Wrexhamites are a friendly bunch. And we have strong links with towns and cities all over the world.

But one of our strongest links is with Märkischer Kreis in Germany.

So we were really chuffed to welcome Märkischer Kreis student Mara Schubert to Wrexham Council on an international work experience placement this month.


Mara has already worked in local government in Germany as part of her course, and is now getting a feel for how things work here in the UK.

She’s mid-way through a three-week placement and living near the town centre with fellow students.

So what does she think?

In her own words…

So…Mara…what do you think of Wrexham?

“It’s the first time I’ve visited the UK. I’m really enjoying my time in Wrexham.

“It has beautiful parks for a walk after work. And the people are very polite to everyone and have made me feel very welcome.”

What’s it like at Wrexham Council? Are things very different here compared to Germany?

“It’s the second week of my placement and I’ve been working with different departments.

“I’ve noticed some differences in how things work.

“You have a Code of Conduct at Wrexham Council, which includes the contact you have with customers.

“We have a code at Märkischer Kreis [council] as well, but it’s different. In the main, it sets out how to work correctly – how long employees work, work-time models and how to protect personal data.

“There’s also a really big difference in duties and responsibilities.

“Wrexham Council – along with other organisations – is responsible for social care. You organise training for social carers and that kind of thing.

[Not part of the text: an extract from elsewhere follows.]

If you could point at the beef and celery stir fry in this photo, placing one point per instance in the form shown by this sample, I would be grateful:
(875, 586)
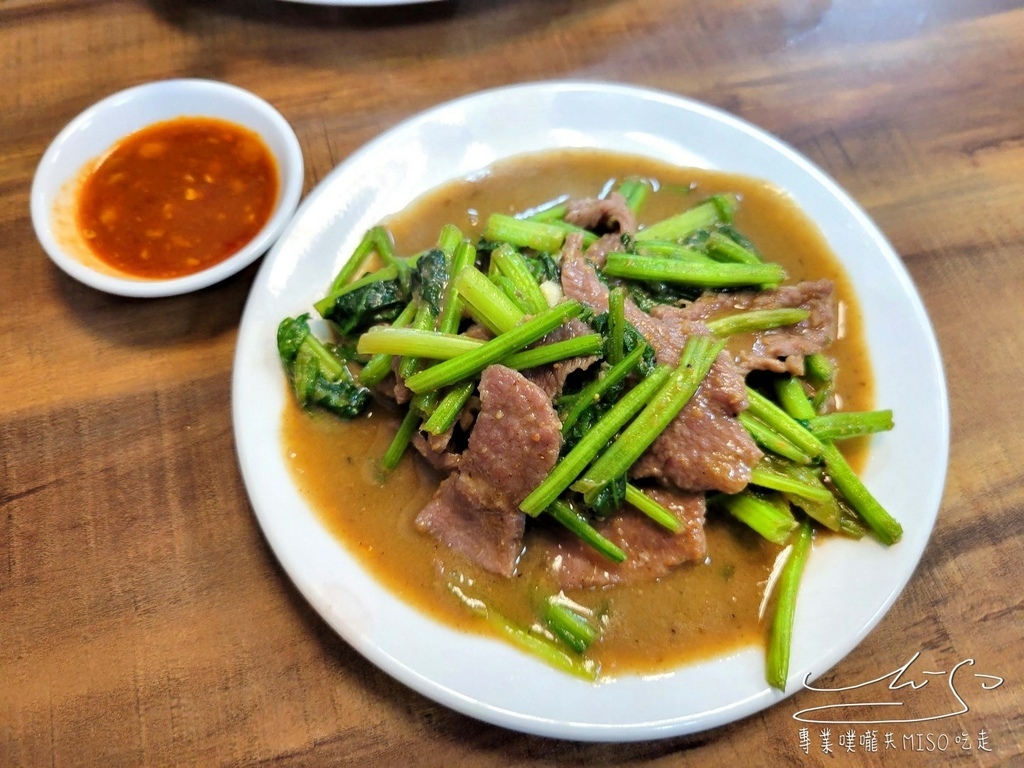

“But Märkischer Kreis isn’t responsible for social care. Other organisations do this work.”

So is your time here proving useful?

“I think my stay in Wrexham is proving really useful. I can improve my English skills and learn some important things about a council in a foreign country.

“I’ve heard a little bit of the Welsh language too, and hope to hear some more before I finish my placement.”

Can you teach us some German?

“Of course. I want to teach you a useful phrase in German… “Hals- und Beinbruch!”

“It translates as ‘neck- and leg fracture’, which might sound a bit strange! But it means something like ‘good luck!’

A bit like our saying ‘break a leg’?